New reports from drugmaker Janssen (left) and PhRMA recommend taking 340B drug discounts away from hospitals and contract pharmacies and giving them to patients.

Pharma’s Plans to Rebuild Health Care Include Overhauling 340B

New reports from pharmacy giant Janssen and Pharmaceutical Research and Manufacturers of America (PhRMA) suggest that the pharma sector could be making the 340B program an even bigger target than it has been in recent years.

Janssen’s report is about “building a healthier future for all” and PhRMA’s report is about “building a better health care system.” Both recommend taking 340B drug discounts away from hospitals and contract pharmacies and giving them to patients.

An attorney for 340B providers said the drug industry reports were about making pharma’s financial benefit bigger, not about making health care better.

Janssen’s 2020 U.S. Transparency Report, released earlier this month, said the discounts it provides to 340B covered entities have grown 2.6 times between 2016 and 2020, from $2 billion to $5.2 billion. Although that is a lower growth rate than discounts to commercial insurers and PBMs (4.2 times growth), Janssen noted that the 340B program makes up 18% of the $29.4 billion in total discounts it issued last year.

Janssen, a division of Johnson & Johnson, said its 340B discounts in 2020 averaged 66% off list price, up from 59% in 2016. It also included an illustration showing that the 340B program can reduce the cost to a 340B provider of a 30-pill bottle of the diabetes drug Invokana, from a list price of $519 to $0.30.

Janssen did not explain in the report why Invokana’s 340B price fell so low. One possible reason is the inflation penalty in the 340B ceiling price calculation, which can reduce a drug’s 340B price to a floor of $0.01 if the drug’s price, relative to its introductory price, has risen faster than inflation. According to a March 2013 New York Times article, Invokana’s introductory wholesale price was $8.77 per tablet. The data Janssen included in its report indicate that Invokana’s list price now is $17.30 per tablet—almost twice its 2013 introductory price.

“Unfortunately, the [340B] program is no longer working as intended,” Janssen said in its report. “Hospitals and other covered entities under the 340B program do not always pass along the discounted drug prices to uninsured and indigent patients. Discounts can also be diverted from patients to for-profit intermediaries in the system, such as contract pharmacies owned by large pharmacy chains or PBMs.” The Janssen report noted that contract pharmacy arrangements have grown more than 42-fold since 2010.

“We support the 340B Program but want it to work as intended—to serve needy patients,” the report said.

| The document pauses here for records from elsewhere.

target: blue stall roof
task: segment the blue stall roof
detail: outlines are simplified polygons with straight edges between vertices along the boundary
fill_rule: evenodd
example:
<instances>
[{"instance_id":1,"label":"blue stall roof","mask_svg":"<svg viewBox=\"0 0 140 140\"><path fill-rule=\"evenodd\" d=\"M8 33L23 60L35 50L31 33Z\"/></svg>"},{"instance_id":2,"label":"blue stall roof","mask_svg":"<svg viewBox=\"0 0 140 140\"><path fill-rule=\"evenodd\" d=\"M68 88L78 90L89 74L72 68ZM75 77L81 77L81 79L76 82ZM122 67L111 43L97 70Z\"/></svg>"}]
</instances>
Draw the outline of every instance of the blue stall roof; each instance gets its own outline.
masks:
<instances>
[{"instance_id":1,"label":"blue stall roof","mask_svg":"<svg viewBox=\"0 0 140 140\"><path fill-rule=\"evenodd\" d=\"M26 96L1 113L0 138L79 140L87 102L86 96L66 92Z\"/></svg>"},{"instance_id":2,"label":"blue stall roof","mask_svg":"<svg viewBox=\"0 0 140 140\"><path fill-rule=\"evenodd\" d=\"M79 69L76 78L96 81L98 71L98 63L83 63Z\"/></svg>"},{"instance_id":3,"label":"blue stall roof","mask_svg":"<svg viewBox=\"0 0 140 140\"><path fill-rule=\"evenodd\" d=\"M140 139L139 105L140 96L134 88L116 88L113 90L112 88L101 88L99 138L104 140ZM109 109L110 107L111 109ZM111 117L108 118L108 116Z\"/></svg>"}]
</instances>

PhRMA took a similar swipe at 340B in its report released this week. To preserve the program, it said, “we must pursue policies that preserve 340B for patients that need it through greater oversight and transparency into the program to ensure that hospitals and other entities are using the discounts to serve needy patients and not siphoning resources away from patients. This could help put the program back on solid footing by curbing program abuses and preventing further manipulation.”

PhRMA spokesperson Nicole Longo told 340B Report that 340B reporting rules for hospitals are opaque, whereas reporting requirements for federally qualified health clinics and other grantees are more transparent.

“Manufacturers provide tens of billions of dollars in discounts every year through this program to covered entities, and specifically on the hospital side there is no way of knowing how those dollars or discounts are then being used, and if they are used to help patients,” she said.

Peggy Tighe, a principal at Powers Pyles Sutter & Verville and counsel to Ryan White Clinics for 340B Access, called the reports “another slew of coordinated attacks on the 340B program with the intention of shrinking the program.”

“It is beyond disingenuous to say that PhRMA wants to protect the 340B program by seeking to reformulate 340B into a direct patient benefit, skirting their federal statutory obligations to provide the discounts to the safety net and the communities they serve,” Tighe said.

Tighe added that “these messages are also being delivered at a time when many manufacturers are rewriting the rules of the program for their own financial benefit while hoping that the new secretary of HHS doesn’t step in to stop them.”